Interactive neurorobotics: Behavioral and neural dynamics of agent interactions.

作者信息

Leonardis Eric J, Breston Leo, Lucero-Moore Rhiannon, Sena Leigh, Kohli Raunit, Schuster Luisa, Barton-Gluzman Lacha, Quinn Laleh K, Wiles Janet, Chiba Andrea A

机构信息

Department of Cognitive Science, University of California, San Diego, San Diego, CA, United States.

Program in Neurosciences, University of California, San Diego, San Diego, CA, United States.

出版信息

Front Psychol. 2022 Aug 17;13:897603. doi: 10.3389/fpsyg.2022.897603. eCollection 2022.

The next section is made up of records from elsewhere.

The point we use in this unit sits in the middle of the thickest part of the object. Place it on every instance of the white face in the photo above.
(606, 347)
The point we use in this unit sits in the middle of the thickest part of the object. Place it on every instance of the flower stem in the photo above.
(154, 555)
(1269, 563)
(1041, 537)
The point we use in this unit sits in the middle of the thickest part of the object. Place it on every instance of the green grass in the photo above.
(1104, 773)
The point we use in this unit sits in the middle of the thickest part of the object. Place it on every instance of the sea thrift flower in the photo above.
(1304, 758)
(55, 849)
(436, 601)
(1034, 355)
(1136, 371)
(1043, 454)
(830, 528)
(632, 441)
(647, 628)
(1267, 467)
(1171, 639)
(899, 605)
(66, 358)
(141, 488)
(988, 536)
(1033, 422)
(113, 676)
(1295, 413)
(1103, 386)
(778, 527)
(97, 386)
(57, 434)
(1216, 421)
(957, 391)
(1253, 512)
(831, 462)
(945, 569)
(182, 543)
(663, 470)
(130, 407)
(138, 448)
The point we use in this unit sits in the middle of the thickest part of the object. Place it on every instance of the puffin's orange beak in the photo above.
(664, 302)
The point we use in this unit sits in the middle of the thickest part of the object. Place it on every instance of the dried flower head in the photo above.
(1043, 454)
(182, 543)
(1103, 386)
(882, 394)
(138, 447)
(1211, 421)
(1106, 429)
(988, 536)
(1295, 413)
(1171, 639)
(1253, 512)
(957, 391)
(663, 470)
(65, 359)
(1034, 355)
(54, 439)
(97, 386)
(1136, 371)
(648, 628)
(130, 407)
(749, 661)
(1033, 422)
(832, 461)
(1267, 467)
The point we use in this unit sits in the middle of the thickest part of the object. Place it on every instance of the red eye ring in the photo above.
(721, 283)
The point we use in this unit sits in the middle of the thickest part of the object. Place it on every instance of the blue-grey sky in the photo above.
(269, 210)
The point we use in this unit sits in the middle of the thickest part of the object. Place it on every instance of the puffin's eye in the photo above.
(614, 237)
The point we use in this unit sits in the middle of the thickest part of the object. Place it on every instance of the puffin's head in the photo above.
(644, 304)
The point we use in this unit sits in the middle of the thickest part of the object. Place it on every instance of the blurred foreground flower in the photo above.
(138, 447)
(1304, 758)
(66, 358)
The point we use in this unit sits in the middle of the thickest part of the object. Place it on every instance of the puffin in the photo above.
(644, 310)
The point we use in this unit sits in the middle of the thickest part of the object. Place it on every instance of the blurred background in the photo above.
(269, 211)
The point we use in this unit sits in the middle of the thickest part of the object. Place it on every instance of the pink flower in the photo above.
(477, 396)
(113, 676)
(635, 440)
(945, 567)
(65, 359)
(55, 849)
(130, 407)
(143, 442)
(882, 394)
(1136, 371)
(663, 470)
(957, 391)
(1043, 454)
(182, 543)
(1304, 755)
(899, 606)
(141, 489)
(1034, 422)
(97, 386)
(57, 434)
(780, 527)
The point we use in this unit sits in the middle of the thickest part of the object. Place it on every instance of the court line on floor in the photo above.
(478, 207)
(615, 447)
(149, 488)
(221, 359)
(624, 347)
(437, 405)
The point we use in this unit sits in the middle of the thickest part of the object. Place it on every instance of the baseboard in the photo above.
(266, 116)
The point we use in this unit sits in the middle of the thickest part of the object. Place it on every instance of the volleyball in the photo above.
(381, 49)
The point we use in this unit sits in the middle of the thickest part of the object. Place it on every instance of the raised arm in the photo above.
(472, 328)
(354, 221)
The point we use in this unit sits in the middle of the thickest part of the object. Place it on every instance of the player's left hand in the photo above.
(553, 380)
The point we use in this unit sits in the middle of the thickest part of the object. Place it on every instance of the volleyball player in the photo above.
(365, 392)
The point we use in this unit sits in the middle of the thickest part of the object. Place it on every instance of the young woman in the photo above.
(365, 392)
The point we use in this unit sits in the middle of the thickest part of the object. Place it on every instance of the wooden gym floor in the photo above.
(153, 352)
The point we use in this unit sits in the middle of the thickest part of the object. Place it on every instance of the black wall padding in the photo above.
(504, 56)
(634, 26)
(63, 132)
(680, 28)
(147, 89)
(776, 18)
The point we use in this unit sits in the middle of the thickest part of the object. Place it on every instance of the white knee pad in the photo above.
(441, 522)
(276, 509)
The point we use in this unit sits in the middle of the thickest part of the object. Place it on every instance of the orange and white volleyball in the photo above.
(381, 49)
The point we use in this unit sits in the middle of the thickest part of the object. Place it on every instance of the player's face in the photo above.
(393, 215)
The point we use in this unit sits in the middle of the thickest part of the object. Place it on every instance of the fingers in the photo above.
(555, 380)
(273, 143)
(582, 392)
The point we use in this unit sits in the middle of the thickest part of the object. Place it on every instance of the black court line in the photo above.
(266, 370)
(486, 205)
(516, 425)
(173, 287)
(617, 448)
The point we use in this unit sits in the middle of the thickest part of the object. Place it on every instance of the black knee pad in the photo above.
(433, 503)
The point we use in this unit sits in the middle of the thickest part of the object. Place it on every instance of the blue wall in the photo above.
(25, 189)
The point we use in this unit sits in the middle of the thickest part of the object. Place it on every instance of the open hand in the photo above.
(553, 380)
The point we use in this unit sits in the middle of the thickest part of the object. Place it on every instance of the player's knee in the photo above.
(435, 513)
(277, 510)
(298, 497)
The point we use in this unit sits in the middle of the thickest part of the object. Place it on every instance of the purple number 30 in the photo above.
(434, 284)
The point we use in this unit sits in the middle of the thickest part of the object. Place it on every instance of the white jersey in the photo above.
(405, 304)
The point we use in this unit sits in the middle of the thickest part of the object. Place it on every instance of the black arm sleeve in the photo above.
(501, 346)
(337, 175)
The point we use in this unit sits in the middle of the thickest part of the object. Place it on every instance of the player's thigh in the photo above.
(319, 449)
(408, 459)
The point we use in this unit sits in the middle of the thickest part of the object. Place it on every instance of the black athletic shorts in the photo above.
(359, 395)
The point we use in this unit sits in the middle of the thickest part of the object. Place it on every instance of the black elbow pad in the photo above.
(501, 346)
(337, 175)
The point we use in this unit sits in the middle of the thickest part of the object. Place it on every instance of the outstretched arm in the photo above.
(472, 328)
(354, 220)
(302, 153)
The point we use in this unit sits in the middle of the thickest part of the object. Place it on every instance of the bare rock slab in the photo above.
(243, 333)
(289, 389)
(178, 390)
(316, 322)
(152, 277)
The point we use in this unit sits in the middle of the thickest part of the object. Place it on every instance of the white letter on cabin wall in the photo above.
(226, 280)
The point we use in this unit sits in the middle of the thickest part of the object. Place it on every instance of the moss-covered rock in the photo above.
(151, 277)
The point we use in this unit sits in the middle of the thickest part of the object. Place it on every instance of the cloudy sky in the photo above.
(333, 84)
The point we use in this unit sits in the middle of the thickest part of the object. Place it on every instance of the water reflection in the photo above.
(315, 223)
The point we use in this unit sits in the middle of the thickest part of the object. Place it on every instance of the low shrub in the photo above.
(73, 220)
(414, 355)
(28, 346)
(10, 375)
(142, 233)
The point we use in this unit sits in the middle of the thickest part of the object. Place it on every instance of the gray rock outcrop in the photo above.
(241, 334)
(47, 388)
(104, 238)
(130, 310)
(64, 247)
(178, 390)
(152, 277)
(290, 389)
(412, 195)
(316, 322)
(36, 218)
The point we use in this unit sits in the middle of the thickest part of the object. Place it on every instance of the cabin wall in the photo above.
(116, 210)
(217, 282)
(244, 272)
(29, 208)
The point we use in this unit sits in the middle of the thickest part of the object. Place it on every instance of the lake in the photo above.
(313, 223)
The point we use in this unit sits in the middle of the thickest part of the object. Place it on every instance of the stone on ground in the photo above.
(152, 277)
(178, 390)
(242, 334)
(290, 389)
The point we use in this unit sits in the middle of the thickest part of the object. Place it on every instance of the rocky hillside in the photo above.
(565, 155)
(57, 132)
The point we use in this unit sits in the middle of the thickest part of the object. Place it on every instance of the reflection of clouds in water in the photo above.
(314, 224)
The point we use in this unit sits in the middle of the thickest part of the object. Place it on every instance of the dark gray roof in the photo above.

DOI:10.3389/fpsyg.2022.897603
PMID:36059768
原文链接:https://pmc.ncbi.nlm.nih.gov/articles/PMC9431369/
Abstract

Interactive neurorobotics is a subfield which characterizes brain responses evoked during interaction with a robot, and their relationship with the behavioral responses. Gathering rich neural and behavioral data from humans or animals responding to agents can act as a scaffold for the design process of future social robots. This research seeks to study how organisms respond to artificial agents in contrast to biological or inanimate ones. This experiment uses the novel affordances of the robotic platforms to investigate complex dynamics during minimally structured interactions that would be difficult to capture with classical experimental setups. We then propose a general framework for such experiments that emphasizes naturalistic interactions combined with multimodal observations and complementary analysis pipelines that are necessary to render a holistic picture of the data for the purpose of informing robotic design principles. Finally, we demonstrate this approach with an exemplar rat-robot social interaction task which included simultaneous multi-agent tracking and neural recordings.

摘要

交互式神经机器人技术是一个子领域,它描述了在与机器人交互过程中诱发的大脑反应及其与行为反应的关系。从人类或动物对智能体的反应中收集丰富的神经和行为数据,可以为未来社交机器人的设计过程提供支撑。本研究旨在探究生物体如何与人工智能体互动,以及与生物或无生命物体互动的差异。该实验利用机器人平台的新颖特性,研究在结构化程度极低的交互过程中的复杂动态,而这是传统实验装置难以捕捉的。然后,我们提出了一个此类实验的通用框架,强调自然主义交互与多模态观察以及互补分析管道相结合,这些对于全面呈现数据以指导机器人设计原则是必不可少的。最后,我们通过一个典型的大鼠 - 机器人社交互动任务展示了这种方法,该任务包括同步多智能体跟踪和神经记录。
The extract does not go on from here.